ベルヴィル日記(9)

福島亮

 パリのアパルトマンに数日前に戻ってきた。猛暑を想像していたが、実際にはそこまで暑くない。朝などは寒いくらいである。この時期のフランスはとにかく日が長い。夜10時頃まで明るいので、時間感覚が日本とずいぶん違う。着いた翌日、さっそく市場で買い出しした。季節の果物、この時期だとサクランボが安い。1キロで2ユーロくらいだった。

 ふりかえれば、約一ヶ月日本に滞在した。2年ぶりの日本だった。それまであまり強く感じたことがなかったのだが、今回2年ぶりに帰国して、その変化の乏しさ、といったら良いのか、「遅れ」といったら良いのかに愕然とした。まずもってそれを感じたのは、現金がいまだ大きなウエイトを占めていることである。日本に到着して早々、関西国際空港から難波に行った際にコインロッカーを探したのだが、100円硬貨が7枚だか8枚必要だというではないか。また、滞在先の近所の某ドーナツ店では、クレジットカードは使用できないと書かれていた。こんなことで良いのだろうか。

 いちいち挙げていけばきりがない。人がいない屋外でのマスク着用はさすがに不要だろう。節電といいながら電車のなかでも駅のなかでも至るところで煌々とコマーシャルを垂れ流している電子広告のモニター、あれはなんだ。鉄道関連でいえば、電車のなかで路線図が隅に追いやられ、せいぜい数駅分しかドアの上のモニターには表示されていないのも、利用者としては不便だ。今回の帰国は、まずは到着した国際空港の唾液採取ブースに掲げられた梅干しとレモンの写真の洗礼からスタートしたわけだが、細かいレベルでの感覚のずれというか、なんだこれは、というものの多さに困惑し続けた滞在だった。

 このような困惑、ないし不満は、今回の旅の最後までついてまわった。それは日本から出た後も続いた。フランスへ戻る便は、成田から発った。成田、ソウル、アムステルダム、パリという乗り継ぎをせねばならなかったのだが、アムステルダムでの乗り継ぎが今回最大の難関だった。というのも、荷物検査をおこなうカウンターが完全に麻痺しており、長蛇の列から抗議の怒声が飛び交い続けていたからである。おそらく最新のものと思われる検査装置が何台もあるというに、担当者が2人か3人しかおらず、一台しかその装置が機能していないのだ。人員削減をしたところに、観光客が押し寄せたのだろう。当然長蛇の列ができる。並んでいるうちに飛行機が飛び立ってしまった人もいた。そういう人に、空港職員は自身の腕時計を突きつけ、あなたの飛行機は飛び立ちました、と絶叫している。ほとんどパニック状態といってよい有様だった。

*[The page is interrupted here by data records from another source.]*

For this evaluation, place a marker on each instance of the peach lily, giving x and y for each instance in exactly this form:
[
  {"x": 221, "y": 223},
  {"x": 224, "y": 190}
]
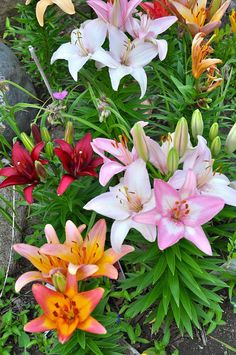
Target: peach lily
[
  {"x": 89, "y": 251},
  {"x": 65, "y": 5},
  {"x": 47, "y": 266},
  {"x": 66, "y": 311}
]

 ベルヴィルに戻り、アパルトマンでくつろいでいると、連れ合いから例の自民党議員連盟会合で配布されたという冊子についてのYahooニュースが送られてきた。ヨーロッパではYahooのニュースは見ることができないので、記事の部分をテクストにして送ってもらった。普段、あまりこういうネガティヴなニュースを連れ合いは送ってこない。このニュースを送ってくること自体に、まずは強い怒りがあるのを感じた。それはそうだ。同性婚に反対する合理的な理由というものを私は聞いたことがないのだが、今回合理的どころか、不合理な差別的思想が列挙された件の冊子が配布されたわけである。底が抜けた、と思った。いや、とっくに底など抜けていたのだ。件の冊子のもとになったと思われる某政治団体の機関紙が団体のホームページからダウンロードできるのだが、そこに並ぶ言葉のなんという既視感。使い古された紋切り型の数々が、この底の抜けた虚しい空間に渦巻いている。